CSS » Introduction

What is CSS?

Styles sheets define how HTML elements are to be displayed, just like the font tag and the color attribute in HTML. Style sheets allow style information to be specified in many ways. Styles can be specified inside a single HTML element, inside the element of an HTML page, or in an external CSS file. Even multiple external style sheets can be referenced inside a single HTML document.

Why CSS?

You might want to have different font and font sizes on your web page. Let's say you want a heading. One way of doing that is to write: <font color="red">My heading</font>
where you want headings. This might be ten different places in your text. Then, lets say, you change your layout, so you don't want the headings to be red anymore. What you have to do then, is to change "red" to "green" (or what ever color) ten places. A easier way of maintaining layouts is using CSS. You would then use <h1>My heading</h1> in the text, and you would define how you would h1 to look like in a style sheet. This can be either external (a whole document with only CSS in, which you make a link to in between the HTML) or internal (you write the CSS in the HTML site).

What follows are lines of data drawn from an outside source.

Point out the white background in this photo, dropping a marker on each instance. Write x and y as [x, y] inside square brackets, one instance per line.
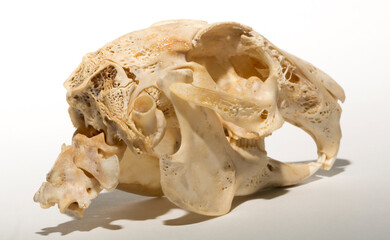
[43, 41]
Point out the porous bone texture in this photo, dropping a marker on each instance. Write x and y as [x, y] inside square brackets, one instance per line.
[181, 109]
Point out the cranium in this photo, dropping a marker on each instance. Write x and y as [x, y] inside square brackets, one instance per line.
[181, 109]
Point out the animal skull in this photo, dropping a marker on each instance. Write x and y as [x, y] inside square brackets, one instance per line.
[181, 109]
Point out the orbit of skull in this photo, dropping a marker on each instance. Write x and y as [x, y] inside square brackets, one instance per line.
[181, 109]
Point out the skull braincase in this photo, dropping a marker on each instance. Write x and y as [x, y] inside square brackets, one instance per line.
[181, 109]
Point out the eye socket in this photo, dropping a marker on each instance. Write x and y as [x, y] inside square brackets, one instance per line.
[143, 104]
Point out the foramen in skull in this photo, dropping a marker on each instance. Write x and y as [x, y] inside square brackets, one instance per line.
[181, 109]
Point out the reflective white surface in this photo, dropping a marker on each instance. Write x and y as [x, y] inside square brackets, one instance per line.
[43, 42]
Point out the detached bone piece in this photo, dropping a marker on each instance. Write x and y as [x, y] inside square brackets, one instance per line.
[181, 109]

The CSS would say h1 {font-color: red}, and it tells all the ten h1's to be red. When you update the layout, you change red to green only one place, so it's much simpler to maintain .You can define almost anything in the CSS, like text size, text color, image styles (borders and margins and such), text areas, buttons, link colors and so on.

The two biggest browsers, Netscape and Internet Explorer, added more and more HTML tags and attributes (<font> and color attribute for example), so it became more and more difficult to create web pages where it was possible to separate the style from the content.

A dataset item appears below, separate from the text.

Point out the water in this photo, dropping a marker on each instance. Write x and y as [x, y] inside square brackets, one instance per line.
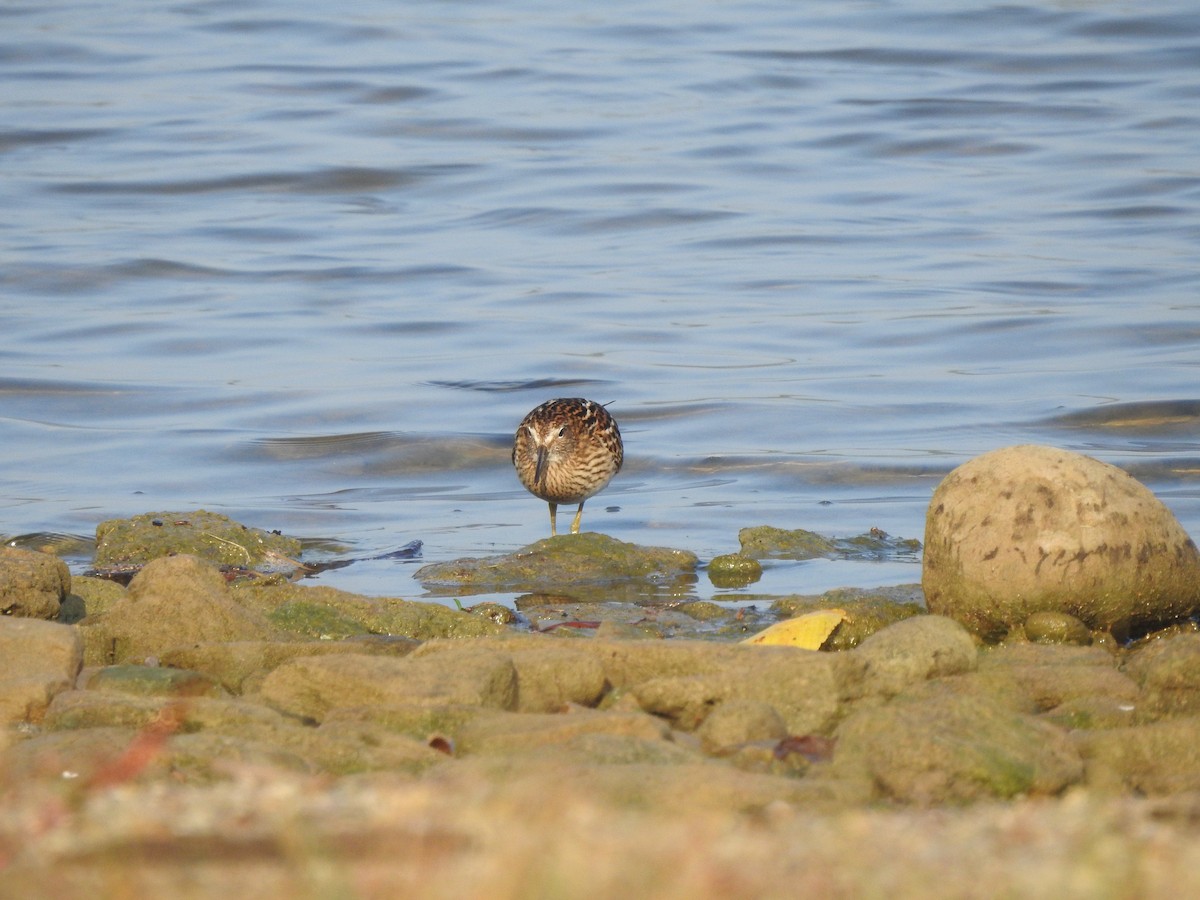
[310, 267]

All major browsers support cascading style sheets.

Syntax

The CSS syntax is made up of three parts: a selector, a property and a value:

selector {property: value;}

The selector is normally the HTML element/tag you want to define, the property is the attribute you want to change, and each property can have a value. The property and value are separated by a colon, and surrounded by curly brackets:

h1 {color: red}

A browser normally ignores unknown tags.

External or internal CSS?

On any real life web page, external css is a must. But as horseland has blocked external css for security reasons, you have to use internal css.